Introduction
There are more than forty thousand particle accelerators currently in use worldwide. Despite only 3% of those accelerators being dedicated to scientific research, over thirty Nobel Prizes have resulted from their use. The remaining 97% deliver far-reaching impact in areas such as medicine, energy, and the environment. However, the beam time available is generally saturated by users, with the high demand for more facilities constrained by traditional radio-frequency accelerator technology, which makes them large and costly.
Plasma-wakefield accelerators overcome these limitations by harnessing the enormous electric fields experienced at atomic scales, utilised by ploughing a density wave using an intense particle beam, allowing a second particle beam to surf behind in the wake. This exciting method of acceleration offers the potential to reduce the accelerator arm of these facilities a thousand-fold, from the length of a football field to a side of A4 paper, enabling a new generation of accelerators to be used both for scientific research as well as pressing societal needs such as particle-based cancer therapy.
To enable this revolution, the plasma acceleration process must be repeated many thousands of times per second — thousands of times faster than the current world record. We recently demonstrated that plasma accelerators can in principle operate at 10 MHz repetition rates, thus meeting the demands of linear colliders such as the HALHF scheme that we recently proposed.
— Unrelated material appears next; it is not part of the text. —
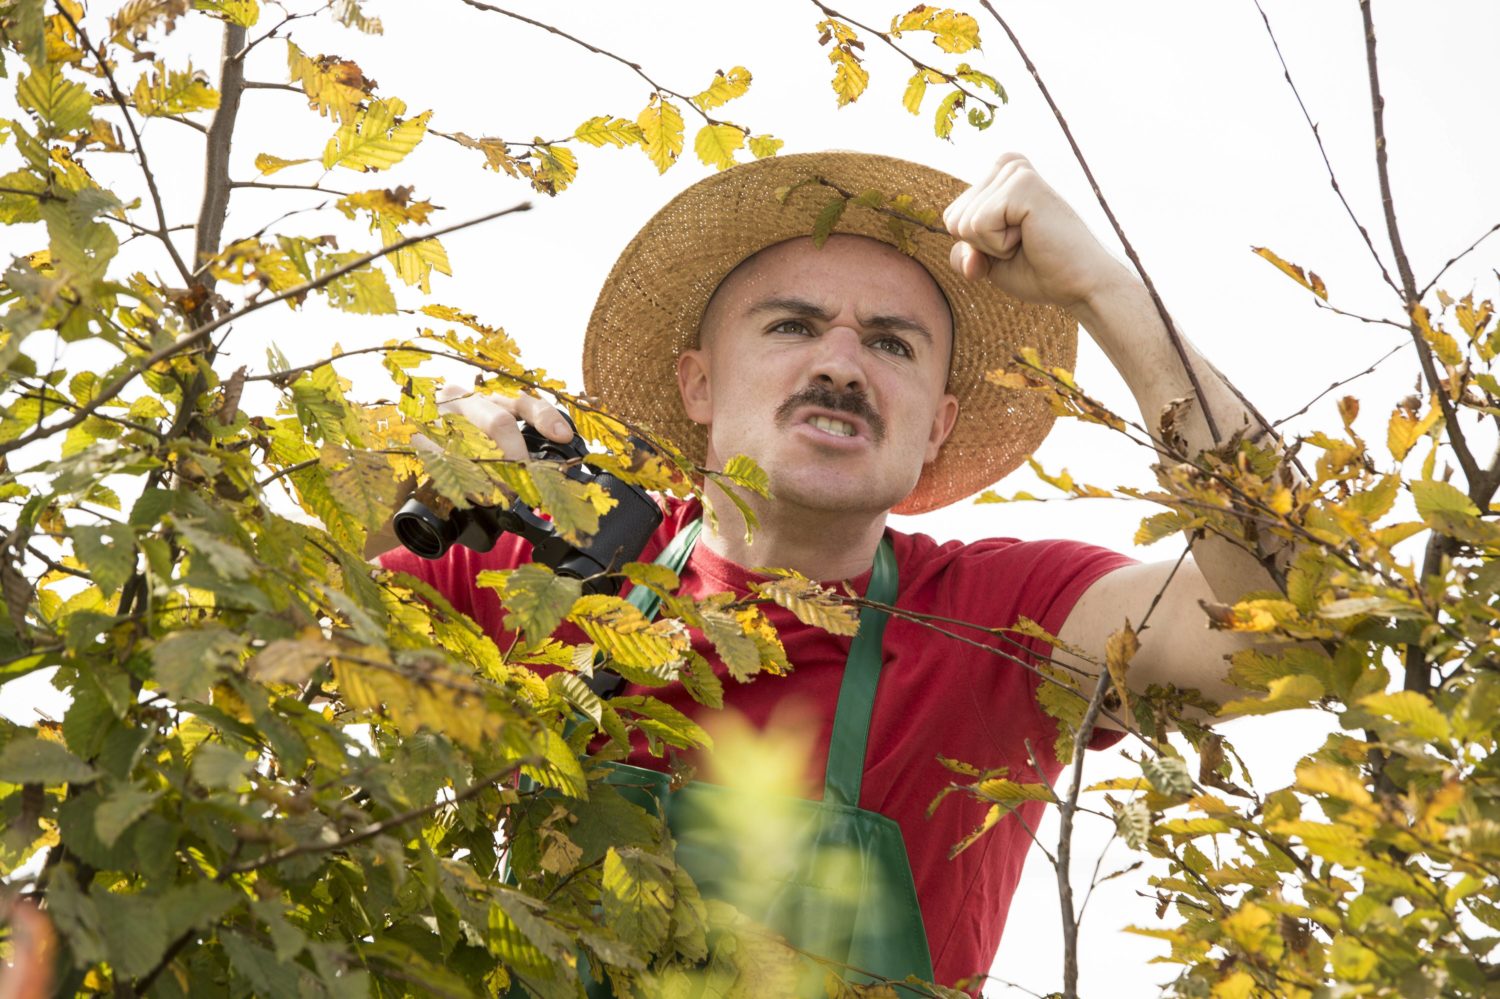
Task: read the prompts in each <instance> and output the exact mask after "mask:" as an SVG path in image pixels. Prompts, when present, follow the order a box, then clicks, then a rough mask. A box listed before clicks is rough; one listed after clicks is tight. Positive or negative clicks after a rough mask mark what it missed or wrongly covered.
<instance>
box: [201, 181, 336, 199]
mask: <svg viewBox="0 0 1500 999" xmlns="http://www.w3.org/2000/svg"><path fill="white" fill-rule="evenodd" d="M229 187H260V189H261V190H317V192H321V193H332V195H338V196H339V198H348V196H350V192H348V190H335V189H332V187H320V186H318V184H275V183H266V181H264V180H231V181H229Z"/></svg>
The next step in development is to realise this promise by building a plasma accelerator that can operate as close to this upper limit as possible.
The major scientific question currently preventing us from doing so, however, is an insufficient understanding of how the plasma evolves over the relatively long timescales between acceleration events. More specifically, how does the plasma heat up due to the cumulative energy deposition from multiple acceleration events and how does that temperature evolve in time? Understanding this, through the development of novel plasma-temperature diagnostics as well as high-performance computing codes to simulate the fundamental effects, is the major goal of our group.